Goodlatte Statement at Hearing on “Executive Overreach in Domestic Affairs Part 1 – Health Care and Immigration”
March 15, 2016
Chairman Goodlatte: Thank you, Chairman King, for convening this second hearing of the Task Force on Executive Overreach. The topic today includes recent case studies of the abuse of executive power, and I’ll focus my remarks on the President’s recent actions regarding the implementation of his own Obamacare law.
The witness invited by the minority to the Task Force’s last hearing based his testimony around the proposition that the most “pernicious” violations of the separation of powers involve a President’s – quote -- “inappropriate claim of indefeasible power, where even the most unambiguous legislative mandates may go unenforced.”
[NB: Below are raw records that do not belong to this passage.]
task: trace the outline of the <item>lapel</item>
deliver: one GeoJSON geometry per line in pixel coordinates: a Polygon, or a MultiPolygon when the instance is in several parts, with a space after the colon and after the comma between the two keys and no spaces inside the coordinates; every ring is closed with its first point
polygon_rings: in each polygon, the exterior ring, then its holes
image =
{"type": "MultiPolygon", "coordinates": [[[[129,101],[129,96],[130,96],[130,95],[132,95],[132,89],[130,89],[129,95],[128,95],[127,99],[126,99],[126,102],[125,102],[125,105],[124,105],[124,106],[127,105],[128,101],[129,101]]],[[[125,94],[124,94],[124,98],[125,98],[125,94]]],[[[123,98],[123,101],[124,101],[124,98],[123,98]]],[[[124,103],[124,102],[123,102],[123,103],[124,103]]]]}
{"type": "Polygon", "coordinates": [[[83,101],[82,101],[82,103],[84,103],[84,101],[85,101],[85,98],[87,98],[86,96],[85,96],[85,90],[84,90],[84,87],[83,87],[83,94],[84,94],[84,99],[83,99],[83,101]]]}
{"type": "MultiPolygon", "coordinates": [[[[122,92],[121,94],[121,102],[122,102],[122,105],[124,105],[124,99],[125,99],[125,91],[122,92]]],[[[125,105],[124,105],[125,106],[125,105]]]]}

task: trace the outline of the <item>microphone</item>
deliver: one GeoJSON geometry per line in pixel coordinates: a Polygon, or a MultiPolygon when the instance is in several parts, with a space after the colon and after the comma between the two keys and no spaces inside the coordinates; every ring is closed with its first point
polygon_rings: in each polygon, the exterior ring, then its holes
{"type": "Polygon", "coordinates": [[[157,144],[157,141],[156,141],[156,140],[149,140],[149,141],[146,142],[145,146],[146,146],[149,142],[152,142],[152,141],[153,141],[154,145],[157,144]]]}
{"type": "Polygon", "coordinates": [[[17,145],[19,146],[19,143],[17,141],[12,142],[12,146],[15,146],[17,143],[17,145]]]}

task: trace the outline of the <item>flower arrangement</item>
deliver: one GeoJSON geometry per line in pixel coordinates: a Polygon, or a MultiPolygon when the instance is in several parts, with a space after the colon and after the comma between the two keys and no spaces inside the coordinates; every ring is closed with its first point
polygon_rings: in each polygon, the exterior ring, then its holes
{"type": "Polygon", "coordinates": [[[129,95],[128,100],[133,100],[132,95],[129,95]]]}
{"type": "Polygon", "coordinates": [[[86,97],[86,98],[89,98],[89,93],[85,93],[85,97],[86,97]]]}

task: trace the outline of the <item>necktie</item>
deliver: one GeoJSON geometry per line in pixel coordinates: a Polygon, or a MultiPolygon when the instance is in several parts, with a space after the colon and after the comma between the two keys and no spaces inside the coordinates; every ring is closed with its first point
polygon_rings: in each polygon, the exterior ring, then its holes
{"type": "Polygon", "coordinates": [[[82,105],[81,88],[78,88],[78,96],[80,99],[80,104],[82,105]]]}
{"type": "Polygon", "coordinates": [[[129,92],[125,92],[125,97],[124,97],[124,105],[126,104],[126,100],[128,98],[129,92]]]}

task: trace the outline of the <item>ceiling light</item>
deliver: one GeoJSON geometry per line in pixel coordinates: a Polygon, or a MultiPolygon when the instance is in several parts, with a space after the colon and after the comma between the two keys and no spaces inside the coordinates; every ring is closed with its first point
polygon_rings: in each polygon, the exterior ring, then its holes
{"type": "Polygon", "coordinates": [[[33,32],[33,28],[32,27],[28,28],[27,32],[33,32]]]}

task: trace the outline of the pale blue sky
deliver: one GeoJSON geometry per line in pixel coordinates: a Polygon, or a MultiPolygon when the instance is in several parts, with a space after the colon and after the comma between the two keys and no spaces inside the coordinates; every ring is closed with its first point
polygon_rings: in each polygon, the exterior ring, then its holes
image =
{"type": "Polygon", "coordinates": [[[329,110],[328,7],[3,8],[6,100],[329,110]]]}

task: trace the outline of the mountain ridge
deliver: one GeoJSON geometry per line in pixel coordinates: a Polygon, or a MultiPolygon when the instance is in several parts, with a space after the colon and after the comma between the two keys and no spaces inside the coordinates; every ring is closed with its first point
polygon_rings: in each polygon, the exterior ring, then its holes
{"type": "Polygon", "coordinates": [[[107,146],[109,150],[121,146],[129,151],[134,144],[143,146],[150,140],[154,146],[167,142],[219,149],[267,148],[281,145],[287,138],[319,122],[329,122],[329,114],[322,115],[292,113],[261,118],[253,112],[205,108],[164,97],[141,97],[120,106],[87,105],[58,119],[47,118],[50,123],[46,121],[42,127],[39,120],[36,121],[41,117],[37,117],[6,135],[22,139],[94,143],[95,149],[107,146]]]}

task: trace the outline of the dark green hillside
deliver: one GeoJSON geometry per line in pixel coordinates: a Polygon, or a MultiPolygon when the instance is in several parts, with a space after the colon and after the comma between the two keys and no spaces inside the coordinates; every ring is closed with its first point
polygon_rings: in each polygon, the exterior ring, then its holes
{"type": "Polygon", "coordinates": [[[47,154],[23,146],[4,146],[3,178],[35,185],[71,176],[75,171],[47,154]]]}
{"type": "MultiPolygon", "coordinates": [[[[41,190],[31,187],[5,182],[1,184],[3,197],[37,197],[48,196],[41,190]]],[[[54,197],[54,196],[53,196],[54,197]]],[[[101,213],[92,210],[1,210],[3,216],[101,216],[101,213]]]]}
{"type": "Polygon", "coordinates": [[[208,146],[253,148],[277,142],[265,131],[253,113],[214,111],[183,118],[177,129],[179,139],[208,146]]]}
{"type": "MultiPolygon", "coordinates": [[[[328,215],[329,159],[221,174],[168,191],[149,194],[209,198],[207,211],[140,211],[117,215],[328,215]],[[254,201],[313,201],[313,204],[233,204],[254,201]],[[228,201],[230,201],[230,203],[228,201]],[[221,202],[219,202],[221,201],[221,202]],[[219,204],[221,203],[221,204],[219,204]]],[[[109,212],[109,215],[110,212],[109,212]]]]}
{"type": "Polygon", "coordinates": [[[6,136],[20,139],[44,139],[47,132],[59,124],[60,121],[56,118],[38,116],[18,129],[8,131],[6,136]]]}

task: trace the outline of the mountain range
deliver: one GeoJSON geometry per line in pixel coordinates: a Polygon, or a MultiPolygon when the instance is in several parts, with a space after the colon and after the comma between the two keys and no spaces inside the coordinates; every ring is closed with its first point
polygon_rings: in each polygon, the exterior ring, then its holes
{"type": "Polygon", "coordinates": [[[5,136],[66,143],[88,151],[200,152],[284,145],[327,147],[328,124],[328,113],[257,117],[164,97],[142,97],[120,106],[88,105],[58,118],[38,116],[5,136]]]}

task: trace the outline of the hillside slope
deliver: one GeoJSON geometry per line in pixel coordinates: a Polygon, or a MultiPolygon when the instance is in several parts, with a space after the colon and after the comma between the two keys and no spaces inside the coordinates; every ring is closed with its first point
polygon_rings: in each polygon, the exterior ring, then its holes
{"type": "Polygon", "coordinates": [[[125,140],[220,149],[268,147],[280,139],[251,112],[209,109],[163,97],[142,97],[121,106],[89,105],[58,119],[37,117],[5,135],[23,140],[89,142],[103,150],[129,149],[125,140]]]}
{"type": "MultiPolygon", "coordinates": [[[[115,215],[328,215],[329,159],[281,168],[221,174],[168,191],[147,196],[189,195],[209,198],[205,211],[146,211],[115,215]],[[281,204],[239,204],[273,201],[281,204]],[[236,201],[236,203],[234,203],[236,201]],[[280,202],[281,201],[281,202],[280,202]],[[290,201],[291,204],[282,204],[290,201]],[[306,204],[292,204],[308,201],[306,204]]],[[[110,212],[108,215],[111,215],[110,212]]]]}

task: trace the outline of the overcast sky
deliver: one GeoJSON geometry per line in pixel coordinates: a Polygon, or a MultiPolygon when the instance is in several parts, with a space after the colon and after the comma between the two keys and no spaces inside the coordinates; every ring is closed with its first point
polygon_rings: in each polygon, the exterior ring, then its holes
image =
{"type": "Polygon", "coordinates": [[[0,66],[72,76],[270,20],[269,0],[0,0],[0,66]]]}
With that in mind, consider that in the Obamacare statute, Congress provided for clear statutory deadlines for compliance, including this one regarding the mandates the statute imposes on employers – quote -- “[t]he amendments made by this section shall apply to months beginning after December 31, 2013.” Few provisions in statutory law could be clearer than a deadline citing a date on the calendar.
Yet the current Administration has unilaterally sought to rewrite the law, not by working with the People’s duly elected representatives, but in the following ways. Through blog posts, which stated the Administration’s unilateral removal of penalties for employers who would otherwise be required to provide insurance coverage for their employees; through regulatory “fact sheets” which create an entirely new category of businesses and exempts them from their responsibility under the law; and through letters, which specifically cite the fact that people are having their health insurance terminated under Obamacare -- in violation of the President’s promise that if you like your health care plan, you can keep it -- and then claim to suspend the law’s insurance requirements to a date uncertain. One letter alone suspended the application of eight key provisions of Obamacare, namely those requiring fair health insurance premiums; guaranteeing the availability of coverage; guaranteeing renewable coverage; prohibiting exclusions for preexisting conditions; prohibiting discrimination based on health status; and many others.
And why was this done? To delay the terrible consequences of Obamacare until after the next election. As this headline from The Hill newspaper announced, “New Obamacare delay to help midterm Dems: Move will avoid cancellation wave before Election Day.” And as the Washington Post described the situation, “White House delayed enacting rules ahead of 2012 election to avoid controversy.”
The liberal Washington Post also weighed in on the subject, stating in a board editorial: “[T]he administration is unilaterally making distinctions between large businesses and medium ones; the latter group, which will get hit hardest and scream loudest when the employer mandate kicks in, will be treated more leniently. The law is also explicit that the government should be enforcing penalties already; that’s the plainest interpretation of Congress’s intent. The administration shouldn’t dismiss that without exceptionally good reason. Fear of a midterm shellacking doesn’t qualify as good reason.”
University of Michigan Law Professor Nicholas Bagley, who generally supports Obamacare, wrote in the New England Journal of Medicine that the Administration had encouraged – quote -- “a large portion of the regulated population to violate a statute in the service of broader policy goals” and had adopted a theory that would – quote -- “mark a major shift of constitutional power away from Congress, which makes the laws, and toward the President, who is supposed to enforce them.”
As one of our witnesses today will more fully explain, this Administration has even unconstitutionally used federal funds that were not appropriated by Congress to subsidize insurance companies. The Administration requested such appropriations, which were denied by Congress. Yet the Administration used the unappropriated funds anyway – willfully, unilaterally, and unconstitutionally.
I was one of the authors of the House Resolution authorizing a lawsuit on behalf of the House itself against the Administration for the abuse of executive power in the implementation of Obamacare. And last year, a federal judge held the following: “Neither the President nor his officers can authorize appropriations; the assent of the House of Representatives is required before any public monies are spent. Congress’s power of the purse is the ultimate check on the otherwise unbounded power of the Executive … The genius of our Framers was to limit the Executive’s power ‘by a valid reservation of congressional control over funds in the Treasury.’ . . . Disregard for that reservation works a grievous harm on the House, which is deprived of its rightful and necessary place under our Constitution. The House has standing to redress that injury in federal court.”
As that case proceeds, the House has an independent duty to pursue other responses to executive overreach that are within its legislative powers. And to that end, I look forward to hearing from all our witnesses today.